El magistrado había notado quién era el que había hablado y se disponía a ordenar
que el alborotador fuera conducido a su presencia para ser castigado. Pero el
empleado, sentado cerca del magistrado, al que conocía, dijo:
—Ésta es la persona de la que le he hablado; le ruego que no le castigue.

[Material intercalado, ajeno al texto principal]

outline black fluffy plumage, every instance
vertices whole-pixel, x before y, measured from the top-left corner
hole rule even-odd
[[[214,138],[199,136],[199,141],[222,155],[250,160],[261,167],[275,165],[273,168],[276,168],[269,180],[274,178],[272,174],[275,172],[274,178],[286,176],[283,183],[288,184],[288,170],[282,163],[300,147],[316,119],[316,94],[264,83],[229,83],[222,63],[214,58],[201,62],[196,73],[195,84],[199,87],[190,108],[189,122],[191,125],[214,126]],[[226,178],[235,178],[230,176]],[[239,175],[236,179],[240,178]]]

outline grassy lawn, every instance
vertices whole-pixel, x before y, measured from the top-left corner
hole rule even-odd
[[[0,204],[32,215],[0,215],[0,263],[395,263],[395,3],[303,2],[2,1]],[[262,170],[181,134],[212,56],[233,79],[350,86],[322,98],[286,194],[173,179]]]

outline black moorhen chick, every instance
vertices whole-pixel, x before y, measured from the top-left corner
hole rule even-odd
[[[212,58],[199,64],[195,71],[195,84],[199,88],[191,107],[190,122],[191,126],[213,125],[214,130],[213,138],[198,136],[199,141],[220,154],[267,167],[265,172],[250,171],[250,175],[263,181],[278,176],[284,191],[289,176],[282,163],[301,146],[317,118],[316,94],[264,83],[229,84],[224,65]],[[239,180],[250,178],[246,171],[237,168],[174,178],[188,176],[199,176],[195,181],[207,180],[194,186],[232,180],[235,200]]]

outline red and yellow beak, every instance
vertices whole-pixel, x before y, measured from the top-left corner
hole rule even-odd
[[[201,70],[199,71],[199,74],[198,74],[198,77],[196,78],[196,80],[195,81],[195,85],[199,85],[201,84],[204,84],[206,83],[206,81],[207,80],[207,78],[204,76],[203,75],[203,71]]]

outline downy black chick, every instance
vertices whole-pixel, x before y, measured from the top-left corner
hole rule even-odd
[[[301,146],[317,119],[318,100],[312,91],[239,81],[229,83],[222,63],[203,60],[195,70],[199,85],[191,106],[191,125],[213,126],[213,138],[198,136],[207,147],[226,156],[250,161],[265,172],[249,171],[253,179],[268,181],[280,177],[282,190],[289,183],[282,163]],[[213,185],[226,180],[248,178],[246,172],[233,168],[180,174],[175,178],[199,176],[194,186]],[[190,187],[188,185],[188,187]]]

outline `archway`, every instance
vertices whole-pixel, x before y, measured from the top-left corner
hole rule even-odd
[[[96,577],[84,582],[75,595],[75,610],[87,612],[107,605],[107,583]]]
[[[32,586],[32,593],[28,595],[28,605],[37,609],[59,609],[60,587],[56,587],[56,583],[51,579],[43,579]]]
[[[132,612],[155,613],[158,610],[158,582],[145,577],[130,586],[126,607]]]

El magistrado, por consiguiente, se limitó a amonestar al público en términos
generales.
Pero le dijo al empleado:
—Hay algo en él que me repugna, no me cuente nada más de él.
Los tres regresaron juntos, y juntos discutieron la mejor manera de hacer pública la
nueva teoría acerca del rey. Optaron por ir a la metrópoli y hablar con los más sabios
y cultos.
El estudiante preguntó por el niño. La hermana de su amigo llegó y le dijo que su
respiración no mejoraba, pero que el pequeño era fuerte y travieso.
—Pertenece a la mujer hoy procesada —dijo el estudiante— y debemos cuidarlo
hasta que ella salga de prisión.
Tras una breve deliberación, su amigo confió el niño a un fiel sirviente para que lo
llevara a la metrópoli, donde un enfermo podría pasar más fácilmente inadvertido.
—Y tú —dijo— podrás vigilarlo.
Cuando el estudiante y el empleado estaban a punto de partir para la metrópoli, el
amigo del primero se llevó a éste aparte.
—Mi hermana me ha dicho que cuando tú has llegado estaba sumido en el letargo.
—Sí.
—Y, ¿me has vuelto tú a la vida?
—Sí.
—¡No sé cómo agradecértelo! Si no hubiera sido por ti nunca habría vuelto a gozar
de la vida. Te estoy muy agradecido.
—No me lo agradezcas a mí, sino más bien a ese poder que te ayudará a lo largo de
toda tu vida como yo lo he hecho momentáneamente. E incluso en esta circunstancia,
no es a mí a quien debes gratitud, sino a él, porque si he sido capaz de librarte del
dolor ha sido solamente gracias a él.
Dicho esto se despidió de su amigo, y prosiguió su camino con el empleado.
No habían ido muy lejos cuando un séquito de sirvientes surgió detrás de ellos.
Permanecían a un lado del camino, pero de entre ellos se adelantó un joven.
—Me he enterado de lo que ha hecho usted y me he apresurado a alcanzarle.
—¿Qué desea?
—Quiero ir con usted. Sé que ha devuelto a su amigo a la vida, sacándolo del letargo
en que estaba sumido. No existe poder tan grande como ése. Soy extremadamente
rico, y todo lo que tengo lo pongo a su servicio; muéstreme su poder.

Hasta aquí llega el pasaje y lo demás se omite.